5. Invest in the Individual Stocks of Great Companies
Once investors know how to buy stocks and understand that individual stocks generate better returns than funds, they need to select the stocks they want to purchase. The best option for investing in individual stocks is by investing in stocks of established companies that aren’t only likely to be around for the foreseeable future but will also continue to thrive.
6. Plan for the Long Haul
Once investors decide which companies they want to invest in and purchase shares, they should plan for the long haul. Stock prices fluctuate up and down in spurts, with even great companies losing 10%-40% of their market cap because of negative sentiments.
Successful companies are typically priced at a premium, sometimes spooking investors with the high relative cost of their stock. However, picking a great company generally means their earnings growth will eventually catch up to the share price, with the stock price following.
Just as a company can lose 10% or more of its market cap quickly, it can also gain that much in a single day. Even a company with a large market cap can be subject to jumps like this: Google (GOOG) jumped over 10% in a single day after a good quarter of its market cap increasing well over $25 billion.
7. Try to Ignore the News
Every day, news commentators attempt to spin stories about stocks, so they have things to talk about on their website or TV show. It’s best if investors can keep a safe distance from this as day to day news typically has little if any, influence on a company’s overall prospects, especially if the news is negative.
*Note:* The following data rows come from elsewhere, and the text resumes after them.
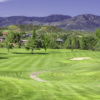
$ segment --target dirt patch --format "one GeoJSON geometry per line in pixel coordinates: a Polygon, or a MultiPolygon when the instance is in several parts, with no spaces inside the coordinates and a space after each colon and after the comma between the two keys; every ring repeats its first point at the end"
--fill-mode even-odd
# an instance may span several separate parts
{"type": "Polygon", "coordinates": [[[70,60],[84,60],[84,59],[92,59],[91,57],[80,57],[80,58],[72,58],[70,60]]]}
{"type": "Polygon", "coordinates": [[[38,78],[37,76],[40,74],[40,73],[44,73],[44,72],[47,72],[47,71],[42,71],[42,72],[33,72],[30,74],[30,77],[36,81],[39,81],[39,82],[48,82],[48,81],[45,81],[45,80],[42,80],[40,78],[38,78]]]}

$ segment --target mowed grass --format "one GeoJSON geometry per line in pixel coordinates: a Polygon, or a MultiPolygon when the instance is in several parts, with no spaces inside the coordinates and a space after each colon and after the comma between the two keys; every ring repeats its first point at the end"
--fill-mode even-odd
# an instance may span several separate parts
{"type": "Polygon", "coordinates": [[[100,52],[0,49],[0,100],[100,100],[100,52]],[[76,57],[92,59],[70,60],[76,57]],[[40,71],[48,83],[30,78],[40,71]]]}

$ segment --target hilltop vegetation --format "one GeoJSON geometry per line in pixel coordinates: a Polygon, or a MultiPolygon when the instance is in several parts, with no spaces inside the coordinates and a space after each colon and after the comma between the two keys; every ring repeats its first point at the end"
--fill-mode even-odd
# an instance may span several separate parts
{"type": "Polygon", "coordinates": [[[78,15],[50,15],[47,17],[11,16],[0,17],[0,26],[10,25],[51,25],[65,30],[94,31],[100,26],[100,16],[92,14],[78,15]]]}
{"type": "Polygon", "coordinates": [[[1,31],[14,31],[14,32],[32,32],[33,29],[36,29],[37,34],[57,34],[57,35],[76,35],[76,36],[87,36],[93,35],[93,32],[86,31],[75,31],[75,30],[63,30],[56,26],[41,26],[41,25],[11,25],[7,27],[0,27],[1,31]]]}

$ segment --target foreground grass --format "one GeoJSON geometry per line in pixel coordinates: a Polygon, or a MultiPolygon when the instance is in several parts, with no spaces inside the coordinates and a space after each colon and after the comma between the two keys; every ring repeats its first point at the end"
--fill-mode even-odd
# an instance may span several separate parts
{"type": "Polygon", "coordinates": [[[0,100],[100,100],[100,52],[0,49],[0,100]],[[38,71],[48,83],[30,78],[38,71]]]}

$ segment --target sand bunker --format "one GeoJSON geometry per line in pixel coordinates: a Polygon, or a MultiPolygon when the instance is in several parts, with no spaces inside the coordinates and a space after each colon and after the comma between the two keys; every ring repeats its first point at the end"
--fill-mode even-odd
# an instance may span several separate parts
{"type": "Polygon", "coordinates": [[[38,74],[44,73],[44,72],[47,72],[47,71],[33,72],[33,73],[30,74],[30,77],[31,77],[32,79],[36,80],[36,81],[40,81],[40,82],[48,82],[48,81],[42,80],[42,79],[40,79],[40,78],[37,77],[38,74]]]}
{"type": "Polygon", "coordinates": [[[72,58],[70,60],[84,60],[84,59],[92,59],[91,57],[80,57],[80,58],[72,58]]]}

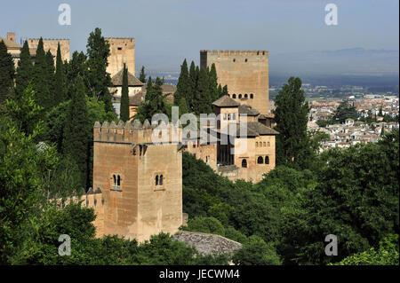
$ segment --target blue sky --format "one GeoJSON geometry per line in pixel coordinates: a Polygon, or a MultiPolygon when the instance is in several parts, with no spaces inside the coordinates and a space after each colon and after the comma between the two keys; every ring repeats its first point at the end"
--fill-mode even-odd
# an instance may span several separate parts
{"type": "MultiPolygon", "coordinates": [[[[398,51],[397,0],[63,0],[0,4],[0,35],[69,38],[85,51],[96,27],[105,36],[133,36],[137,69],[198,63],[199,51],[268,50],[273,54],[354,47],[398,51]],[[59,4],[71,6],[71,26],[60,26],[59,4]],[[324,6],[338,6],[338,25],[324,23],[324,6]]],[[[72,54],[72,52],[71,52],[72,54]]]]}

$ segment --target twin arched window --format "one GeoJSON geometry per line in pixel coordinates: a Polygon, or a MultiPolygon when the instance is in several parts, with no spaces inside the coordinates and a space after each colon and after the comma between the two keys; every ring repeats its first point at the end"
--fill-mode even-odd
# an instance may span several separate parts
{"type": "Polygon", "coordinates": [[[163,185],[164,183],[164,176],[161,175],[156,175],[156,185],[163,185]]]}

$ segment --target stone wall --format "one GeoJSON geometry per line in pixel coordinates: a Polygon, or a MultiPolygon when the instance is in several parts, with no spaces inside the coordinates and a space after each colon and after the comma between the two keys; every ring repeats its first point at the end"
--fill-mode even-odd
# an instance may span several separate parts
{"type": "Polygon", "coordinates": [[[269,113],[267,51],[201,51],[200,67],[211,67],[212,63],[218,83],[228,85],[230,98],[250,105],[261,114],[269,113]]]}
{"type": "Polygon", "coordinates": [[[197,232],[181,231],[172,236],[172,240],[183,242],[202,255],[232,254],[242,248],[242,244],[225,237],[197,232]]]}

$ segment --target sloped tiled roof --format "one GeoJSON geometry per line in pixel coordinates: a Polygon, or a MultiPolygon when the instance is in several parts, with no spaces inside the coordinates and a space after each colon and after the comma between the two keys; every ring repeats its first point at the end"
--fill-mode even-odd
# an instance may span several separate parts
{"type": "Polygon", "coordinates": [[[144,101],[145,93],[143,91],[139,91],[134,96],[129,98],[130,106],[139,106],[142,101],[144,101]]]}
{"type": "MultiPolygon", "coordinates": [[[[121,69],[118,73],[116,73],[111,79],[113,85],[121,86],[123,84],[123,74],[124,69],[121,69]]],[[[128,85],[129,86],[142,86],[144,83],[139,81],[136,76],[129,73],[128,71],[128,85]]]]}
{"type": "Polygon", "coordinates": [[[260,112],[251,106],[244,104],[239,106],[239,114],[245,114],[247,116],[257,116],[260,114],[260,112]]]}
{"type": "Polygon", "coordinates": [[[235,101],[228,95],[224,95],[222,98],[212,102],[212,105],[218,107],[237,107],[240,106],[240,103],[235,101]]]}
{"type": "MultiPolygon", "coordinates": [[[[161,86],[163,89],[163,93],[174,93],[176,91],[176,85],[172,83],[164,83],[161,86]]],[[[144,92],[146,92],[146,90],[148,89],[148,84],[144,84],[141,88],[144,92]]]]}
{"type": "Polygon", "coordinates": [[[4,37],[0,36],[0,42],[2,40],[4,42],[4,44],[7,48],[12,48],[12,49],[21,49],[22,48],[22,45],[18,44],[17,43],[14,43],[11,40],[8,40],[7,38],[4,38],[4,37]]]}

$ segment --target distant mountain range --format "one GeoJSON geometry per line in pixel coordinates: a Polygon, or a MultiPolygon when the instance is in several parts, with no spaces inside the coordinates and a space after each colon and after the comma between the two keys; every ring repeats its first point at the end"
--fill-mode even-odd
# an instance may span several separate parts
{"type": "Polygon", "coordinates": [[[269,73],[280,75],[397,75],[399,51],[350,48],[269,54],[269,73]]]}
For example, when there were delays in the China Mobile and Apple deal, some commentators suggested this delay was a signal that Apple was suddenly an absolute sell. In reality, with their latest product refresh, Apple was going to be profitable with record sales even without the deal.
It’s best to ignore negative stories and instead stay focused on the long haul. Otherwise, investors may end up “panic selling” and losing a significant amount of money.
8. Don’t Purchase Stock All at Once
Another useful stock tip on how to be successful at stock trading is to split investments over multiple purchases. This protects investors from significant price drops because of a bad earnings report or other catalysts that may greatly hurt a share’s price. The best practice is splitting up an initial investment target into three equal amounts and purchasing shares 30 days apart.
9. Enroll in Dividend Reinvestment Programs (DRIPs)
A Dividend Reinvestment Program, or DRIP, automatically takes dividends issued by a company and uses them to purchase additional stock shares. When left to run over a significant period of time, a DRIP can accrue enough new shares for generated dividends to become substantial.
10. Add to Positions Over Time
Investors that want to create significant wealth via stock market trading don’t buy stock one time and then never buy again. Instead, investors continuously attempt to use their savings to purchase additional shares.
Once they get a feel for how the companies they own tend to be priced, they can begin allotting their new purchases to whatever stock has the cheapest price relative to historical values. As their experience with investing in these relatively inexpensive stocks increase, they can significantly increase their total return.